Right. It’s not a big deal. Certainly not worth this level of hate.

Sure, and the fairies could give you three wishes too. :rolleyes: :dubious:

The OP’s rant was awesome. Just awesome. At first I thought it was just another rant those ubiquitous and inconvenient savings cards. I hate them, too, by the way. Then the rant took an unexpected–yet highly amusing–quasi-elitist, borderline classist turn. This was my favorite:

I think someone should do a study to determine if there’s a correlation between a market’s decline in quality and the implementation of savings cards.

The markets here in the Baltimore area that do NOT force the shopper to use a savings card if s/he wants to take advantage of the sale prices are either sort-of-icky (Shoppers Food Warehouse) or specialty/high-end (Whole Foods, Graul’s).

For what it’s worth, Whole Foods tried to go the savings card route once. The customer complaints were so voluminous, they quickly did away with them. If Farmer Jack (never heard of 'em) is small and has a loyal-enough following, maybe they, too, could be persuaded to abandon them.

The Pobe, maybe? :confused:

I confess my debating skills are very poor compared to the standards of this board, which is why I stay out of GD for the most part, but I’m not sure what you’re saying, DrDeth.

Since I did create a hypothetical that you seem to find implausible, I’ll try to find cites to back up my point.

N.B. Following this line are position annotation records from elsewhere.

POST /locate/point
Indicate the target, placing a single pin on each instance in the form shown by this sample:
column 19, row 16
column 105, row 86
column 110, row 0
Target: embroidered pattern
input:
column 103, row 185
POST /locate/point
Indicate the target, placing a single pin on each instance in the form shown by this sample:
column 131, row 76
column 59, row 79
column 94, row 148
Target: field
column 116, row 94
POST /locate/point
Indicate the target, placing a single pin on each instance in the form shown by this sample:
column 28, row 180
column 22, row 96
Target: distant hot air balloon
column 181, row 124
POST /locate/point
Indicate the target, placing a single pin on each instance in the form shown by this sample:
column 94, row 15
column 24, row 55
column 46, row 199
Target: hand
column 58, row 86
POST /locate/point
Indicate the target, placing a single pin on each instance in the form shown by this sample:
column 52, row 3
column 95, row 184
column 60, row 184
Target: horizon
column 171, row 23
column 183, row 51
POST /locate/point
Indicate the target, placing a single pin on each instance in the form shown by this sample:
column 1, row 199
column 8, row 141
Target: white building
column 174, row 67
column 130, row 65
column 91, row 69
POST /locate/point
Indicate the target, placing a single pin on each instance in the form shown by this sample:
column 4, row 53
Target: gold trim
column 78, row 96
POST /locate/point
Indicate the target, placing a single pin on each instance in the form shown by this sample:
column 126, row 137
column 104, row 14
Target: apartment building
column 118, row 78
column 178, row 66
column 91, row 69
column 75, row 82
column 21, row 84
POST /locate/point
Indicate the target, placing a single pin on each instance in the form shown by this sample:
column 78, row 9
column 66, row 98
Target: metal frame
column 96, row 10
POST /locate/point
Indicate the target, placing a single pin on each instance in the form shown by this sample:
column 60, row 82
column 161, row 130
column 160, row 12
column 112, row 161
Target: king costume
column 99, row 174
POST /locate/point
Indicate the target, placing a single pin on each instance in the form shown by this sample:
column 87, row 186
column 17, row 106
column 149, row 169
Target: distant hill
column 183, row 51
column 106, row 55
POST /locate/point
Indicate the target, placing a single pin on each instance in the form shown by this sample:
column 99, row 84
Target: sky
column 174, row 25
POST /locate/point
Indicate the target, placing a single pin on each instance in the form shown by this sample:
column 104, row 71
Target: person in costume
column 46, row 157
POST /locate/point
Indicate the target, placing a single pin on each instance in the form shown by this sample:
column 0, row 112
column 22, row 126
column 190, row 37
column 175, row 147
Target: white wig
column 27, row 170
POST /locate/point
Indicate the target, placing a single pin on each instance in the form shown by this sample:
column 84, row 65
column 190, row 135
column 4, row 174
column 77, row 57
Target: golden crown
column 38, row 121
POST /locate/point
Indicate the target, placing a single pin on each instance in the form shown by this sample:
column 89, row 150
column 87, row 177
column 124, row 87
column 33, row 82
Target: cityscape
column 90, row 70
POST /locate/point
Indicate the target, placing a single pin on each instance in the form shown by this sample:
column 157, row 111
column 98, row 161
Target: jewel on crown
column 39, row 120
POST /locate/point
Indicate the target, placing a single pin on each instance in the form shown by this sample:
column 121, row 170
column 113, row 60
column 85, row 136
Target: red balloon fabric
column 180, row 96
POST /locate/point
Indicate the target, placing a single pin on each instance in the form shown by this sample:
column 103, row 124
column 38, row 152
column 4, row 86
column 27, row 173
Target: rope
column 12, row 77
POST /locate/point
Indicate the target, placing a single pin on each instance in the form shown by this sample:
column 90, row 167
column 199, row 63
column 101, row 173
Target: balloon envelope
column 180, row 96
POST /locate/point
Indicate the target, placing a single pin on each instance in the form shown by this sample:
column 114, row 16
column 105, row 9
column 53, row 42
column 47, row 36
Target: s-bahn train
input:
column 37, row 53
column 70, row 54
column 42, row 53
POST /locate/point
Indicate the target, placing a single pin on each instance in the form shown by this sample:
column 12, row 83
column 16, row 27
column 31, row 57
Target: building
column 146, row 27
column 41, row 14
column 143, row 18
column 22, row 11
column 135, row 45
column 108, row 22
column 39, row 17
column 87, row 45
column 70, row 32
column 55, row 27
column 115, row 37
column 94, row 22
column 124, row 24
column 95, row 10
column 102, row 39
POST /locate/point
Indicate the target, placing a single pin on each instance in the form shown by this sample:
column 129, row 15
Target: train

I found this article interesting:

The whole article is worth a read.

Here’s the Google search I used:

That usually works, or most stores have a card that the cashier uses when someone forgets their card. You can just politely ask them to use it, if they don’t automatically reach for it. Most stores are like that, but not the bastards at Safeway. In that case, you need to go to plan B. You’ve tried to be polite, but plan B realizes that sometimes you have to be a dick. So tell them to give you the discount or they can restock all the crap in your basket after you walk out. This sometimes works, but occasionally you run into someone who is a bigger dick and still refuses. Then you gotta walk out. You don’t have your shit, they gotta restock the shit - everyone loses, which is what happens when everyone is a dick, but at least you didn’t pay to much for the shit. So you’re a loser, and a dick, but you have that one minor victory going for you.
Oh, and fsck the pobes!

Bothersome to carry? The stores around here that use them let you put in your phone number if you don’t have your card. Obviously, if you made up a phone number to go along with your phony address, you’ll need to remember the fake number.
It’s not that hard to remember to use it. The clerk will remind you if you forget.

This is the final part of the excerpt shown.